I don't really think they would go as far as to kick me out, however I'm also not the type of person to go against my parents requests... generally.  From what I understand, whenever my mom sees me wearing my binder it bothers her; so I guess she's taking my being trans pretty hard.  I think the main issue here isn't really the binder, but the fact that she won't talk about it.  I think that talking would help diffuse the situation a little bit... or maybe I'm wrong.  I don't know.  Until then I guess I'm just going to have to sneak out of the house whenever I want to wear my binder. 

If I went against my parents wishes, I think the most that would happen is that my relationship with them would become even more strained.  I'd rather not strain it anymore than I have to.
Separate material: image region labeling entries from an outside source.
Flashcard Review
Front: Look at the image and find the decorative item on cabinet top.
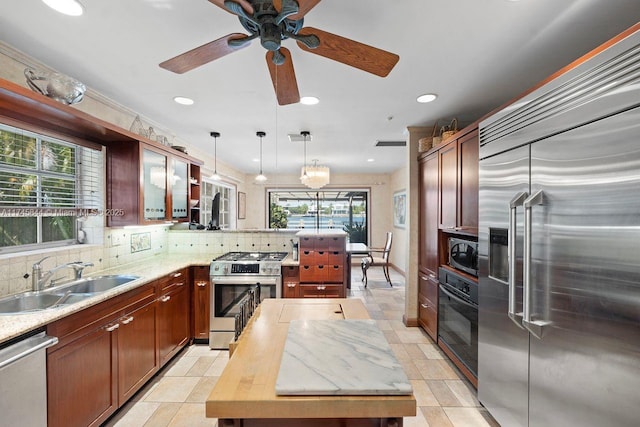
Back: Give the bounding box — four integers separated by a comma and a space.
24, 68, 87, 105
418, 120, 442, 153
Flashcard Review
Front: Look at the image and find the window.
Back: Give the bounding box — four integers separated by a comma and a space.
0, 125, 102, 251
269, 189, 369, 244
200, 178, 235, 229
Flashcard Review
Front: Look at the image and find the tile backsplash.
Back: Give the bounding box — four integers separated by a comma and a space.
0, 226, 298, 297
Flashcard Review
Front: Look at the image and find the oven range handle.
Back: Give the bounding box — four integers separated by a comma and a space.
438, 284, 478, 310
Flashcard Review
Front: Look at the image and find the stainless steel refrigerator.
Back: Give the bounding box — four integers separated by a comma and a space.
478, 26, 640, 427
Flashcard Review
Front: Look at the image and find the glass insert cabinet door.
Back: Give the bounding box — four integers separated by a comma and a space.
142, 149, 168, 220
171, 159, 189, 219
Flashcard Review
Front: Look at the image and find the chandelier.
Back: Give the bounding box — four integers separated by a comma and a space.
300, 160, 329, 189
300, 130, 329, 189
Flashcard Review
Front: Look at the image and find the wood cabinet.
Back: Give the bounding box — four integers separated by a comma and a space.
282, 265, 300, 298
106, 141, 200, 226
191, 265, 211, 341
438, 128, 479, 235
47, 284, 158, 427
298, 233, 347, 298
189, 163, 201, 223
418, 152, 441, 340
158, 269, 190, 365
47, 269, 190, 427
418, 123, 479, 341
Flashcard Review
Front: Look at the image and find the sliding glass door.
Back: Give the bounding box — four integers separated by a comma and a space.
269, 189, 369, 244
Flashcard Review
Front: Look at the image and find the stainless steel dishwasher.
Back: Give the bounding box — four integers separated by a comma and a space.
0, 332, 58, 427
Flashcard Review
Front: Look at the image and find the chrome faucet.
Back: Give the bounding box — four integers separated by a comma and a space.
31, 256, 93, 291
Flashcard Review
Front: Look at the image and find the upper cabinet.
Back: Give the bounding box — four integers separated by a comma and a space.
0, 79, 202, 226
438, 128, 479, 235
107, 142, 200, 226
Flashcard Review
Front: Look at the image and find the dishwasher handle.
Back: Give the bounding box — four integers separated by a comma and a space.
0, 332, 58, 369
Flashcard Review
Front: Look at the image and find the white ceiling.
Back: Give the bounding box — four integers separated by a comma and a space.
0, 0, 640, 174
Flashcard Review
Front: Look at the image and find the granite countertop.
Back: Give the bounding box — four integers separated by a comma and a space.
296, 229, 347, 237
0, 255, 211, 344
276, 319, 412, 396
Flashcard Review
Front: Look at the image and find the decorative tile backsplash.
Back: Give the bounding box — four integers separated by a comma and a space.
0, 226, 298, 297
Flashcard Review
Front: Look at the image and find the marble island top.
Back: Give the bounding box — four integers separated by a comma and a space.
276, 319, 412, 395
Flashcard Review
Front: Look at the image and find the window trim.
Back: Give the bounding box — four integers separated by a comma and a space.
0, 121, 104, 254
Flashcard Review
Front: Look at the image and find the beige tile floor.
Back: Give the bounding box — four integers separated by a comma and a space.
104, 268, 499, 427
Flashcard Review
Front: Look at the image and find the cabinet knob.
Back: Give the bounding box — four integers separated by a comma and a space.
104, 323, 120, 332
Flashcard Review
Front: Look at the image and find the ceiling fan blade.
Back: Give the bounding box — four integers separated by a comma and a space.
209, 0, 253, 16
267, 47, 300, 105
272, 0, 320, 21
160, 33, 250, 74
298, 27, 400, 77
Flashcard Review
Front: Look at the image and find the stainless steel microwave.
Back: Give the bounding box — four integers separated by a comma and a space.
449, 237, 478, 276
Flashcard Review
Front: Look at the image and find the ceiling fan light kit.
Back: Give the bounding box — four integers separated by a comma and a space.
160, 0, 400, 105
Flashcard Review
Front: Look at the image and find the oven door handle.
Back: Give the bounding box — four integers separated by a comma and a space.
438, 283, 478, 310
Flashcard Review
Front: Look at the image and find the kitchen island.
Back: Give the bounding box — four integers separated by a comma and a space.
206, 299, 416, 427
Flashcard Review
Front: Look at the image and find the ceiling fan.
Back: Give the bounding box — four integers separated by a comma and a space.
160, 0, 400, 105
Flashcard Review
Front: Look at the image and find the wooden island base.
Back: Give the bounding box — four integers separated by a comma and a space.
206, 299, 416, 427
218, 418, 403, 427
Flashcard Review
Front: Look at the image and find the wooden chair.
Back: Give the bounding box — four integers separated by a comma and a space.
360, 231, 393, 288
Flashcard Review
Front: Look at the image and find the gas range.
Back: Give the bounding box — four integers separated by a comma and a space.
210, 252, 287, 276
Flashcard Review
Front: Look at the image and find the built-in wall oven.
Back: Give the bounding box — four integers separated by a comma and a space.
209, 252, 287, 349
438, 267, 478, 378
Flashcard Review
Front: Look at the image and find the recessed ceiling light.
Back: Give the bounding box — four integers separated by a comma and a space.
42, 0, 84, 16
300, 96, 320, 105
416, 93, 438, 104
173, 96, 193, 105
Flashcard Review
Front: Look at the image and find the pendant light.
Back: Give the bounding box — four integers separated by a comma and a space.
256, 131, 267, 182
209, 132, 221, 181
300, 130, 311, 185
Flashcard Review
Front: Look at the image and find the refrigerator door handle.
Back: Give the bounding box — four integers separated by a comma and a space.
522, 190, 551, 339
507, 192, 529, 329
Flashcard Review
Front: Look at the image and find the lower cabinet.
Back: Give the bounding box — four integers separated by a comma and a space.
158, 270, 190, 365
47, 269, 190, 427
418, 273, 438, 342
282, 265, 300, 298
47, 325, 118, 427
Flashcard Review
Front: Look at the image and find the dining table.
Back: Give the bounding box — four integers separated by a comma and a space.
347, 242, 371, 289
206, 298, 416, 427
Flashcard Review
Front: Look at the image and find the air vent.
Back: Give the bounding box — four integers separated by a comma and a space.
376, 141, 407, 147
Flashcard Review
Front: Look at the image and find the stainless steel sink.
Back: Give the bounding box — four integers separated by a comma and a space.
0, 275, 139, 315
0, 292, 65, 314
59, 274, 139, 294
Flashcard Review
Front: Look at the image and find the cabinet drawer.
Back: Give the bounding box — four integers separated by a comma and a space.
418, 295, 438, 341
327, 251, 345, 265
325, 265, 344, 283
282, 265, 299, 280
299, 284, 344, 298
282, 280, 300, 298
418, 273, 438, 307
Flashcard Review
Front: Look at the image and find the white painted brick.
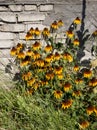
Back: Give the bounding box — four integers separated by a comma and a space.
0, 32, 15, 40
24, 5, 37, 11
0, 12, 16, 22
26, 23, 49, 30
0, 6, 8, 11
0, 40, 14, 48
9, 5, 22, 12
39, 4, 54, 11
0, 24, 25, 32
18, 13, 45, 22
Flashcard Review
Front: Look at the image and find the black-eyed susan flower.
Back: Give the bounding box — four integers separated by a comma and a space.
75, 78, 83, 84
46, 72, 54, 80
66, 30, 74, 39
73, 39, 80, 46
16, 43, 24, 51
83, 69, 92, 78
29, 27, 35, 35
27, 78, 35, 86
73, 65, 79, 72
45, 54, 53, 63
92, 30, 97, 37
32, 41, 41, 50
57, 20, 64, 27
89, 78, 97, 87
94, 107, 97, 116
44, 44, 52, 52
54, 90, 63, 99
54, 66, 63, 74
51, 21, 58, 30
42, 28, 50, 37
62, 99, 73, 109
25, 32, 33, 40
79, 121, 90, 129
33, 51, 41, 60
73, 17, 81, 24
54, 52, 61, 60
10, 47, 17, 56
34, 28, 41, 36
72, 90, 81, 97
17, 52, 25, 59
63, 82, 72, 92
86, 106, 94, 115
26, 49, 33, 57
57, 74, 64, 80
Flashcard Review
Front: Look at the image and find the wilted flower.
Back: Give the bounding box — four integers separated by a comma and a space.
63, 82, 72, 92
79, 121, 90, 129
54, 90, 63, 99
73, 17, 81, 24
62, 99, 73, 109
66, 30, 74, 39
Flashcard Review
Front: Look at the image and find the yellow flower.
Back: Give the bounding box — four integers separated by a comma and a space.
16, 43, 23, 51
25, 32, 33, 40
29, 28, 35, 35
54, 66, 63, 74
63, 52, 73, 62
79, 121, 90, 129
10, 47, 17, 56
63, 82, 72, 92
73, 17, 81, 24
46, 72, 54, 80
44, 44, 52, 52
51, 21, 58, 30
32, 41, 41, 50
75, 78, 83, 84
45, 54, 53, 62
73, 65, 79, 72
57, 74, 63, 79
54, 90, 63, 99
72, 90, 81, 97
66, 30, 74, 39
33, 51, 41, 60
26, 50, 33, 57
17, 52, 25, 59
83, 69, 92, 78
42, 28, 50, 37
27, 78, 35, 86
54, 52, 61, 60
57, 20, 64, 27
92, 30, 97, 36
36, 59, 44, 67
86, 106, 94, 115
73, 39, 80, 46
62, 99, 73, 109
94, 107, 97, 116
34, 28, 41, 36
89, 78, 97, 87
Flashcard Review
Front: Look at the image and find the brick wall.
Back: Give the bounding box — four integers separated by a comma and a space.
0, 0, 97, 68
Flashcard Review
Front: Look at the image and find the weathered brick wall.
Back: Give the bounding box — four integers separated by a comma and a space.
0, 0, 97, 68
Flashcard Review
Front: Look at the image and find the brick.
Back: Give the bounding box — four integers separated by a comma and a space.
24, 5, 37, 11
18, 13, 45, 22
0, 6, 9, 11
0, 32, 15, 40
0, 40, 14, 49
9, 5, 22, 12
0, 24, 25, 32
39, 4, 54, 12
0, 12, 16, 22
26, 23, 49, 30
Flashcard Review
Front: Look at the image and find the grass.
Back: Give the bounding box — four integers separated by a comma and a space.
0, 85, 75, 130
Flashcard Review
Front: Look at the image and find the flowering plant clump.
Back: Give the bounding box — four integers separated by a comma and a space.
10, 17, 97, 129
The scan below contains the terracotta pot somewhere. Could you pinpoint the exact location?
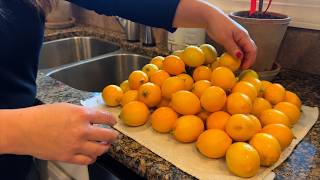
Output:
[230,11,291,72]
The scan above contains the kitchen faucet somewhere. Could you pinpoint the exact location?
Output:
[116,16,155,46]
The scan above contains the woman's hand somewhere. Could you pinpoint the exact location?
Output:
[207,9,257,69]
[1,103,118,164]
[173,0,257,69]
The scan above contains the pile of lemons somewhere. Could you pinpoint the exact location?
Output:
[102,44,301,177]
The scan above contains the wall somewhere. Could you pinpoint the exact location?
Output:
[69,6,320,75]
[72,5,167,49]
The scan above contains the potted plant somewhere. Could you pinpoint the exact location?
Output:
[230,0,291,80]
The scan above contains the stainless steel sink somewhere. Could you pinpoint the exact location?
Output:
[48,54,150,92]
[39,37,120,70]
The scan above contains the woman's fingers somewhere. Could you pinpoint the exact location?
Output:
[86,126,119,143]
[68,154,96,165]
[233,29,257,69]
[224,38,243,59]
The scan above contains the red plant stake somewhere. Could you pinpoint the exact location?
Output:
[263,0,272,14]
[249,0,256,16]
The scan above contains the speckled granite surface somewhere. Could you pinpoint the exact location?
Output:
[37,26,320,179]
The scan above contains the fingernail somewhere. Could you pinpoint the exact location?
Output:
[236,51,242,59]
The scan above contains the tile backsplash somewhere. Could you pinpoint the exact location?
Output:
[72,5,167,49]
[72,5,320,75]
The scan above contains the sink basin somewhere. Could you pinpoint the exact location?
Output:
[39,37,119,69]
[48,54,150,92]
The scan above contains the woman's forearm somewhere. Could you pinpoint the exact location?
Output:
[173,0,217,28]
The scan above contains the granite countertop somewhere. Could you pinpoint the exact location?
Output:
[37,25,320,179]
The whole moving out thing... a friend asked if I wanted to share an apartment after her current lease is over (she can't stand her current roommate).  So I just need to hold out a little while longer.

For now I might try the whole rent thing like Malachite suggested, but I don't really think it'll work.  Still worth a shot though.
Title: Re: Forbidden to Wear Binder.
Post by: Jamie D on June 19, 2012, 01:28:52 AM
I am glad you are considering your alternatives.

Good luck to you.
Title: Re: Forbidden to Wear Binder.
Post by: aleon515 on June 19, 2012, 01:56:16 AM
It sounds like you *are* making plans and getting on with your life. I understand both points of view-- both not rocking the boat (around parents that are antagonistic) and doing as you please, after all it is your body. But the idea of making plans seems eminently sensible.

There is also the reality of getting financial support from one's parents. I had a lot of problems earlier in my life and they would not necessarily pull this out, but it was always there in reserve. They were supporting me financially.